Amanda Garcia, da CNN, em São Paulo; com produção de Alessandra Ferreira, da CNN, em São Paulo
12 de julho de 2021 às 10:39
Vacinação de jovens no Amazonas (10,Jul.2021)
Vacinação de jovens no Amazonas (10.jul.2021)
Foto: Reprodução/CNN

A queda de 88% no número de mortes por Covid-19 no Amazonas entre janeiro e junho deste ano ocorreu por dois fatores, segundo o virologista e pesquisador da Fiocruz Amazonas, Felipe Naveca, em entrevista à CNN nesta segunda-feira (12).

“A vacinação está refletindo [na redução], que aconteceu primeiro para os grupos prioritários e mais vulneráveis. Um outro fator é que o Amazonas passou por duas ondas grandes da Covid-19, com uma boa parcela da população exposta ao vírus”, explicou.

Naveca, no entanto, disse que não é possível descartar a possibilidade de uma terceira onda, apesar do avanço da vacinação diminuir o risco. 

“Temos o avanço da variante Delta, detectamos mutações na variante Gama, originária em Manaus, ainda não se sabe qual vai ser a consequência disso.” Ele destaca que os “números até agora são favoráveis”, mas “não se pode achar que a guerra está ganha ainda.”

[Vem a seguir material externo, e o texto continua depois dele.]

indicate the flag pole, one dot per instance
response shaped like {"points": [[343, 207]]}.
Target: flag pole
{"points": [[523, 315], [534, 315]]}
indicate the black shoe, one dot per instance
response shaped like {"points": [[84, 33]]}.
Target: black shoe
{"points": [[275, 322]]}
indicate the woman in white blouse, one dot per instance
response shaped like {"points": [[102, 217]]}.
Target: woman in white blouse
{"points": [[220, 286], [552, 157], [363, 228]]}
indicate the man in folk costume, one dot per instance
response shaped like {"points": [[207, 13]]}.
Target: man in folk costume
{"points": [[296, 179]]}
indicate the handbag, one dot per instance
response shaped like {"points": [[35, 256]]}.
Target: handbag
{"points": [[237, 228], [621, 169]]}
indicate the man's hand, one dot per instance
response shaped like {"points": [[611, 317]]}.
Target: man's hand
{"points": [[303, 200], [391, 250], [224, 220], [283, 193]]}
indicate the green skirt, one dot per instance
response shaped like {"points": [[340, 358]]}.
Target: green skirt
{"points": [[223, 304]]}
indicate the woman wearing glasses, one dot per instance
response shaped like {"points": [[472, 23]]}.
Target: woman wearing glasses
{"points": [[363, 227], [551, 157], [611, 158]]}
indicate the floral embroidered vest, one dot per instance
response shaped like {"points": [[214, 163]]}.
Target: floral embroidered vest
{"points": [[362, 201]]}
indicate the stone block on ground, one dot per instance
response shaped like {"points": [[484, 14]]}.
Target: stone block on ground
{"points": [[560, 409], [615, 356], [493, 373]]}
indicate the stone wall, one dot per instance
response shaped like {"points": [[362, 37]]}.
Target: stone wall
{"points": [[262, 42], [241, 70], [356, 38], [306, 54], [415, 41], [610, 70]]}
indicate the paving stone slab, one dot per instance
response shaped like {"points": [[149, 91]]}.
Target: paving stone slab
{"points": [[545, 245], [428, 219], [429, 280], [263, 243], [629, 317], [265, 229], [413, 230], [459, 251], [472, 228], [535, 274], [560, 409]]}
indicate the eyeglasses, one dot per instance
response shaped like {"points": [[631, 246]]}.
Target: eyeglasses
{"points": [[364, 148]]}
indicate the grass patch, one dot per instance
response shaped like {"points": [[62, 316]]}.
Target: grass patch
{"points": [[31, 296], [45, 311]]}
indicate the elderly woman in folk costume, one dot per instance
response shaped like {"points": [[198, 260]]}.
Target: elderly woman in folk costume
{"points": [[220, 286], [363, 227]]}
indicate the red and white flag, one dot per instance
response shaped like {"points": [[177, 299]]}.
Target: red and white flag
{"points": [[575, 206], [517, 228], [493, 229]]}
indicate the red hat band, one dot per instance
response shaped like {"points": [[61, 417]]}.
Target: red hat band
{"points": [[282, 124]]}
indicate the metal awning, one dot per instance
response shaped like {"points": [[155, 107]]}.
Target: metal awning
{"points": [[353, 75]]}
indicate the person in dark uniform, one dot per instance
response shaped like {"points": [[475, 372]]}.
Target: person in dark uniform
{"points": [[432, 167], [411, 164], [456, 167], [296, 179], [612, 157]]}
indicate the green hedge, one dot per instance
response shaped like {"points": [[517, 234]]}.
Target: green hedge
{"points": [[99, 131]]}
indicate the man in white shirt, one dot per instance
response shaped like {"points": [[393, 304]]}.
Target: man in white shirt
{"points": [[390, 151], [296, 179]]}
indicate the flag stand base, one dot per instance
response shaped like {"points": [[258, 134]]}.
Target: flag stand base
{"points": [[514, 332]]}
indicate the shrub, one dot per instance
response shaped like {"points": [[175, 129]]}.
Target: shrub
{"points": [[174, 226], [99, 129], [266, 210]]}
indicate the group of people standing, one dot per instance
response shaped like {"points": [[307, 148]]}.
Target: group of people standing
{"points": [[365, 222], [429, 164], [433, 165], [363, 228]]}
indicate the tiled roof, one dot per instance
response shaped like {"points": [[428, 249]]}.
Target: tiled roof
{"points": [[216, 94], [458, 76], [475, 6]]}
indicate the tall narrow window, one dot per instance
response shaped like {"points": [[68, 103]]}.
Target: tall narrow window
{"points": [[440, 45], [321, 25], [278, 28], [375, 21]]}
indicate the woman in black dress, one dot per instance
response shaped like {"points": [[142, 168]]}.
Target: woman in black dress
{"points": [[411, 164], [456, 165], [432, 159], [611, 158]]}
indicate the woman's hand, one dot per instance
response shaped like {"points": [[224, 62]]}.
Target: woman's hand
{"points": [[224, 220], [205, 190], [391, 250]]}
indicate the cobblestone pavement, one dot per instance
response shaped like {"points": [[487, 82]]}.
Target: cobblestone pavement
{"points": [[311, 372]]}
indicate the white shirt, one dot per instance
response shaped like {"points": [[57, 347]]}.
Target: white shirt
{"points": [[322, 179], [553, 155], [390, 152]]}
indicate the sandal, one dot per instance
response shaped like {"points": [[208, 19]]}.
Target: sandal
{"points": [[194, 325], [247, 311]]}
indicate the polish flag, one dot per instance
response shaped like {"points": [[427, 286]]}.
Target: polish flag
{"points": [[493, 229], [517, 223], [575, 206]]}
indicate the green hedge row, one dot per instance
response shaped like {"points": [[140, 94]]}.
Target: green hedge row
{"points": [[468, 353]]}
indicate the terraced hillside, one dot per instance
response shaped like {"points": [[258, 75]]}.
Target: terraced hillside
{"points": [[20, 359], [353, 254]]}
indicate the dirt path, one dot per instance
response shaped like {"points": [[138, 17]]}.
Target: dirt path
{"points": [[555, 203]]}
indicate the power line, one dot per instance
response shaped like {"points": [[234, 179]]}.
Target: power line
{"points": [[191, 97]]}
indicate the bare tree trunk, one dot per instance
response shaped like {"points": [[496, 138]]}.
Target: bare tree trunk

A redução nos números da pandemia, de acordo com o virologista, deve ser observada em outros estados: “O Amazonas por duas vezes mostrou o que ia acontecer no Brasil, no final do ano passado e início deste ano, mas ainda estamos com uma vacinação muito baixa para nos dar proteção de maneira coletiva.”

Neste momento, portanto, ele fez um alerta para que os cuidados sanitários sejam mantidos: “Tem que diminuir a transmissão do vírus, tanto por vacinação, quanto por medidas de distanciamento e uso de máscara, evitar aglomerações.”